The recent decision of the Victorian Supreme Court in Re Western Port Holdings Pty Ltd  is a timely reminder of the issues insolvency practitioners can face in appointments involving corporate trustees.
This matter concerned an application by the deed administrators of Western Port Holdings Pty Ltd (the Company) for orders to be appointed as receivers for the purposes of selling certain assets held by the Company as bare trustee.
The deed administrators previously entered into possession of the Company’s business following various breaches of the deed of company arrangement (DOCA), including non-payment of significant taxation and other statutory liabilities.
The deed administrators advertised the business for sale and a number of offers were received. The deed administrators ultimately wished to accept one of those offers. By the time the matter had reached Court, the sale process had reached an advanced stage.
It became apparent to the deed administrators that the Company had been operating its business (and holding business-related assets) in its capacity as a trustee. In accordance with the terms of the trust instrument, the office of trustee had automatically been determined and vacated as a result of the Company entering into the DOCA. For that reason the Company held the trust assets as a bare trustee only. No replacement trustee had been appointed.
In accordance with the relevant Victorian legislation (section 37 of the Supreme Court Act 1986), the Court had power to appoint a receiver over property if it was just and convenient to do so.

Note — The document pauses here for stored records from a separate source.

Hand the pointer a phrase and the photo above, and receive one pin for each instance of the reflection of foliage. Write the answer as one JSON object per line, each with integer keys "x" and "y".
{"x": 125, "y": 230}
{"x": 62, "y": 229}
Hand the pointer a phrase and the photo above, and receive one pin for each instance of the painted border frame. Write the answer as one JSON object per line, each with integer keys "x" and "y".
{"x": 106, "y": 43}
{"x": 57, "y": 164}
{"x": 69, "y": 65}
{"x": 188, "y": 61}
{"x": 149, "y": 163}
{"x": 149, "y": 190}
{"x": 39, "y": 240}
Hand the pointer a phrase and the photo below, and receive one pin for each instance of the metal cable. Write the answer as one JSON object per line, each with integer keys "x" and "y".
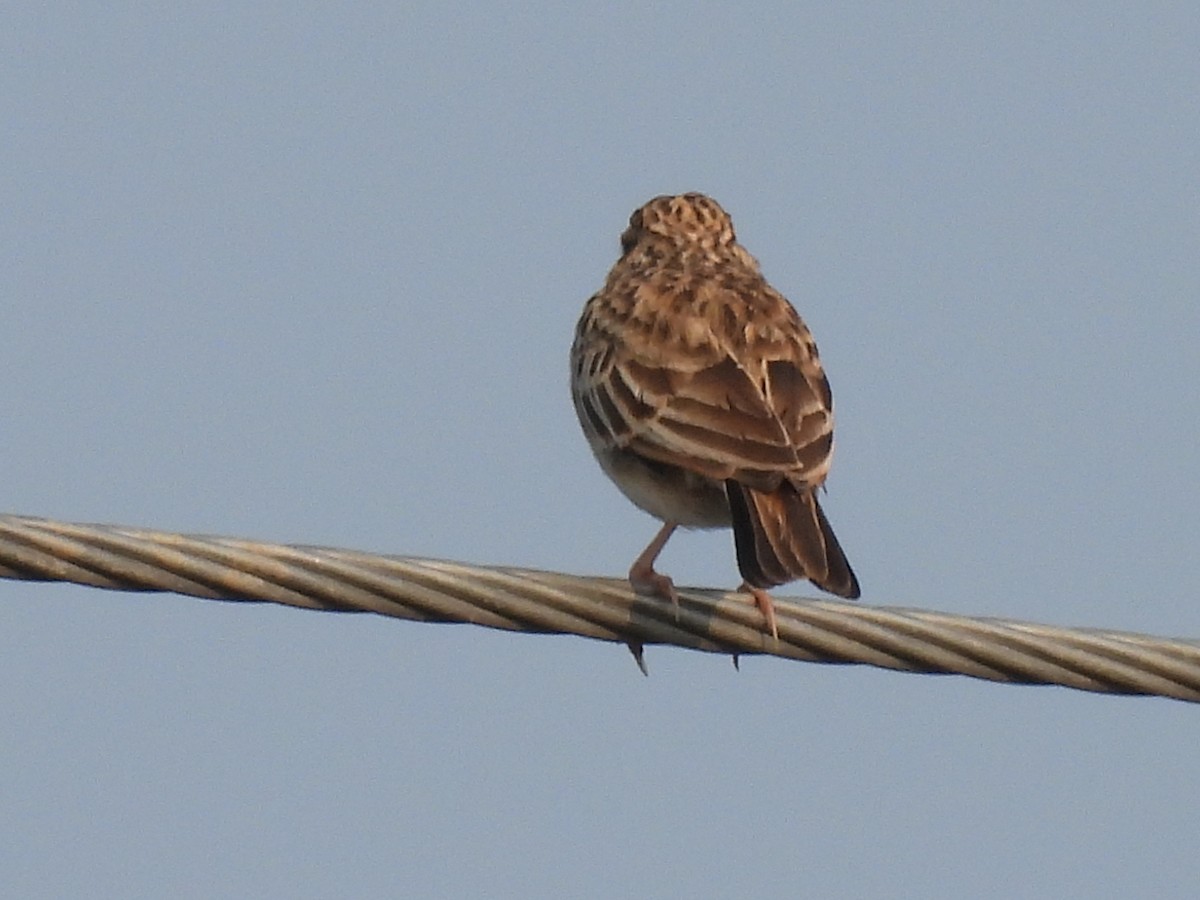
{"x": 549, "y": 603}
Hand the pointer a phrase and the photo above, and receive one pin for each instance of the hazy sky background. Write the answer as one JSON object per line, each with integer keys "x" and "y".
{"x": 310, "y": 274}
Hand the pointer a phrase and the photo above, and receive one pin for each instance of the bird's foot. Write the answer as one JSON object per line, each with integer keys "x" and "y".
{"x": 763, "y": 601}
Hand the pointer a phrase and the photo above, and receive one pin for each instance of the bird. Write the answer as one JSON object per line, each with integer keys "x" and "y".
{"x": 702, "y": 396}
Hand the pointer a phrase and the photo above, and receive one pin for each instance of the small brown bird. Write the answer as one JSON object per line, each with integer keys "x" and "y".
{"x": 702, "y": 396}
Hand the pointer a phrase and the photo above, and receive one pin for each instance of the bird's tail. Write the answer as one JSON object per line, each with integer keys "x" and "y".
{"x": 783, "y": 535}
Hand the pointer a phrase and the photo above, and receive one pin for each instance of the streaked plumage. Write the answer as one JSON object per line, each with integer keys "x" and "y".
{"x": 702, "y": 396}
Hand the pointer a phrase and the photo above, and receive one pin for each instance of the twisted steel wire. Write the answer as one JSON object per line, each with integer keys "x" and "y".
{"x": 120, "y": 558}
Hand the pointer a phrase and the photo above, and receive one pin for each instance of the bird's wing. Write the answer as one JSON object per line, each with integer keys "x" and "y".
{"x": 733, "y": 391}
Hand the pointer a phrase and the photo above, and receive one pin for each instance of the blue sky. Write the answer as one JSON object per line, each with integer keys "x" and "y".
{"x": 310, "y": 274}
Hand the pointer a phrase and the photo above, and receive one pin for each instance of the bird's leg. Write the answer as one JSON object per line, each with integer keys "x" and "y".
{"x": 642, "y": 576}
{"x": 762, "y": 600}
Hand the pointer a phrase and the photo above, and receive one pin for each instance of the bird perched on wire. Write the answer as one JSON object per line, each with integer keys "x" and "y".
{"x": 702, "y": 396}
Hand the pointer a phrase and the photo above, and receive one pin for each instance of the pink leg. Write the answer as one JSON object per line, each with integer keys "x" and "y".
{"x": 642, "y": 576}
{"x": 762, "y": 600}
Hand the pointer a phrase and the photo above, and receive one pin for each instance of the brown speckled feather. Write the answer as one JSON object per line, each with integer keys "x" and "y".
{"x": 702, "y": 395}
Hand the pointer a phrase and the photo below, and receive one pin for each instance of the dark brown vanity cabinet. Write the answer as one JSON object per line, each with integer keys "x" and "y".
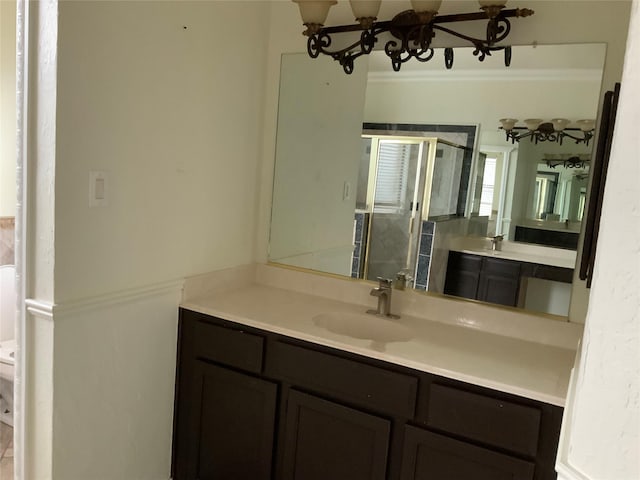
{"x": 254, "y": 405}
{"x": 482, "y": 278}
{"x": 495, "y": 280}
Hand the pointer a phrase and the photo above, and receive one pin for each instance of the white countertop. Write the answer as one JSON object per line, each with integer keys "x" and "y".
{"x": 525, "y": 257}
{"x": 534, "y": 370}
{"x": 523, "y": 252}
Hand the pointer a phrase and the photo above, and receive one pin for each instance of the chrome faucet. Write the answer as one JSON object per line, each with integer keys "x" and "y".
{"x": 383, "y": 292}
{"x": 496, "y": 242}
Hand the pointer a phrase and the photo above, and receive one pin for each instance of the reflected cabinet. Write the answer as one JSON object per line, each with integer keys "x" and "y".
{"x": 251, "y": 404}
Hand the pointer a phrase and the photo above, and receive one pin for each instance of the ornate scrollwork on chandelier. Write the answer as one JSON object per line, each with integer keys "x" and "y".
{"x": 412, "y": 31}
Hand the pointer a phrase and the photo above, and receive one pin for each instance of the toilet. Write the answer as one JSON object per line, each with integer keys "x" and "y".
{"x": 7, "y": 341}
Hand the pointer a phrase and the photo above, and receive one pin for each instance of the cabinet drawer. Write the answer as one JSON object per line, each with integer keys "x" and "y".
{"x": 350, "y": 380}
{"x": 228, "y": 346}
{"x": 428, "y": 456}
{"x": 549, "y": 272}
{"x": 485, "y": 419}
{"x": 505, "y": 268}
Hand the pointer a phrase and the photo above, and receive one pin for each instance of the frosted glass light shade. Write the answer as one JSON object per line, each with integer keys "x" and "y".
{"x": 586, "y": 125}
{"x": 426, "y": 5}
{"x": 492, "y": 3}
{"x": 533, "y": 123}
{"x": 365, "y": 8}
{"x": 314, "y": 11}
{"x": 508, "y": 123}
{"x": 560, "y": 124}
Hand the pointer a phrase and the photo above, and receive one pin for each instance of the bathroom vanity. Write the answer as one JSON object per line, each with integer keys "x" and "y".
{"x": 281, "y": 384}
{"x": 497, "y": 278}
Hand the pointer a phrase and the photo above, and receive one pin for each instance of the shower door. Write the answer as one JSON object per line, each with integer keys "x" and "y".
{"x": 395, "y": 206}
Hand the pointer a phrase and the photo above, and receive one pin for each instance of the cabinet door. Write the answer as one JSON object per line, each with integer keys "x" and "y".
{"x": 499, "y": 282}
{"x": 428, "y": 456}
{"x": 463, "y": 273}
{"x": 231, "y": 426}
{"x": 325, "y": 441}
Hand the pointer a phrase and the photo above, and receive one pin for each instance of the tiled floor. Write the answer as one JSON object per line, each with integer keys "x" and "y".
{"x": 6, "y": 452}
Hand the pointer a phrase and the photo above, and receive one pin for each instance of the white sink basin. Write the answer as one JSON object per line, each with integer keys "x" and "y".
{"x": 363, "y": 326}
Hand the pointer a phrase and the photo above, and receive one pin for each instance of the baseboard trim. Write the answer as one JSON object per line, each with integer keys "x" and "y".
{"x": 568, "y": 472}
{"x": 118, "y": 298}
{"x": 49, "y": 310}
{"x": 39, "y": 308}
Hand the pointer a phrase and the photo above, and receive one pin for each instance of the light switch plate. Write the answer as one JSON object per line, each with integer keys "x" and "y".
{"x": 98, "y": 189}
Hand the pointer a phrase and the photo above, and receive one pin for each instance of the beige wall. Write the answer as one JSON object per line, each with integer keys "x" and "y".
{"x": 152, "y": 94}
{"x": 602, "y": 425}
{"x": 7, "y": 108}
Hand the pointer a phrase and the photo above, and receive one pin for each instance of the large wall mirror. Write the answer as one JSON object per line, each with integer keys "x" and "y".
{"x": 407, "y": 175}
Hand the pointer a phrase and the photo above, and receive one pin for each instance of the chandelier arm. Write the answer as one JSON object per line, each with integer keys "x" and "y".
{"x": 415, "y": 36}
{"x": 585, "y": 139}
{"x": 473, "y": 40}
{"x": 320, "y": 43}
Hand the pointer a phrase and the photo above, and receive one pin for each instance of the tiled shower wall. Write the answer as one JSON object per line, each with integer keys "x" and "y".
{"x": 424, "y": 254}
{"x": 7, "y": 240}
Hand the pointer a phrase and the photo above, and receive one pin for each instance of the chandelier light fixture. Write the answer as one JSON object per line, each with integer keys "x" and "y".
{"x": 411, "y": 31}
{"x": 537, "y": 130}
{"x": 568, "y": 161}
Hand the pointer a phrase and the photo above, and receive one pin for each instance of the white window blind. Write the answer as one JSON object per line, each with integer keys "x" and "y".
{"x": 391, "y": 181}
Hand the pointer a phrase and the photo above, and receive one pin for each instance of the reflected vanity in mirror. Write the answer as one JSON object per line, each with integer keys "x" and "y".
{"x": 394, "y": 174}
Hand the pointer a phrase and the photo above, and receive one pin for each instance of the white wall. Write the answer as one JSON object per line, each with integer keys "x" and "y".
{"x": 159, "y": 96}
{"x": 152, "y": 94}
{"x": 7, "y": 108}
{"x": 602, "y": 426}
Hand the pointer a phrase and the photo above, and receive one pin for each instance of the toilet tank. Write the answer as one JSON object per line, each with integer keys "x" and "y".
{"x": 8, "y": 302}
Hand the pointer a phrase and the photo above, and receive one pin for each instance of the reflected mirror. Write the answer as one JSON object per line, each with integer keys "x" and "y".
{"x": 394, "y": 174}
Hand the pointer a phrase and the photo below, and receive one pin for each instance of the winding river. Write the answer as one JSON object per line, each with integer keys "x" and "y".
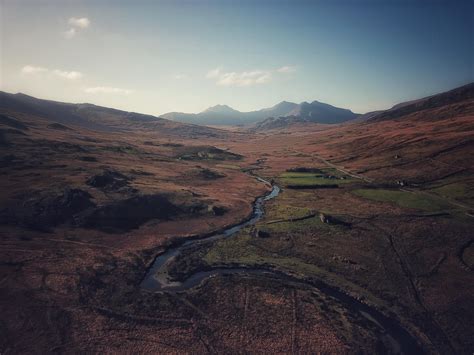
{"x": 158, "y": 279}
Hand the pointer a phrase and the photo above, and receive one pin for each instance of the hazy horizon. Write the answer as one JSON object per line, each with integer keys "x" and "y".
{"x": 167, "y": 56}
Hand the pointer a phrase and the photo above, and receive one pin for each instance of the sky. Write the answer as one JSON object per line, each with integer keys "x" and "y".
{"x": 159, "y": 56}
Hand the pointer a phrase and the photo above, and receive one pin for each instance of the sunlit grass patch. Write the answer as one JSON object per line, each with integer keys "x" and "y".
{"x": 278, "y": 211}
{"x": 310, "y": 179}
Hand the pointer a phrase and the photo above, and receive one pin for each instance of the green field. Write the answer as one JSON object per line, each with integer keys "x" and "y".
{"x": 308, "y": 179}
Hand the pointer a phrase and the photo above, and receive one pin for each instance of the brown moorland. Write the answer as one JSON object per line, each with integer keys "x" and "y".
{"x": 90, "y": 196}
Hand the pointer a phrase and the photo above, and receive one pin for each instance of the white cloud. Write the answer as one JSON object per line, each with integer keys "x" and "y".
{"x": 82, "y": 22}
{"x": 30, "y": 69}
{"x": 287, "y": 69}
{"x": 76, "y": 24}
{"x": 70, "y": 75}
{"x": 69, "y": 33}
{"x": 246, "y": 78}
{"x": 214, "y": 73}
{"x": 107, "y": 90}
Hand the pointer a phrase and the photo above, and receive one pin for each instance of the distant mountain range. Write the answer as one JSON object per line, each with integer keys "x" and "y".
{"x": 224, "y": 115}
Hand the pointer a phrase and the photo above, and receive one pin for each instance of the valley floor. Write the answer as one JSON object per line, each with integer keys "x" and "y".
{"x": 380, "y": 213}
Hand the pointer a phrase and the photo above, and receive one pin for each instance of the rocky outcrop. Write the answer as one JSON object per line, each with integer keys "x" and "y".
{"x": 42, "y": 212}
{"x": 109, "y": 180}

In making orders appointing the deed administrators as receivers of the trust assets, the Court noted that:
- a receiver should not be appointed unless the affirmative case is a strong one;
- the Court should act where there is a real risk to the assets of a company or trust;
- there is no obvious conflict between the duties of deed administrators under a DOCA and as receivers;
- there was a great risk in this case that the sale could be adversely affected and/or delayed given the lack of clarity as to whether the deed administrators had the power to deal with the trust property;
- by facilitating the sale, the trustee will be able to realise assets and have its trust liabilities discharged.
In dealing with trust property, it is always the safest course for insolvency practitioners to approach the Court for appropriate orders. This is particularly so in more recent times where the Courts are seemingly taking a step back from those authorities (for example Kitay  FCA 670 which took a more liberal view of statutory powers of sale, such as that contained in section 477(2)(c) of the Corporations Act 2001 (Cth).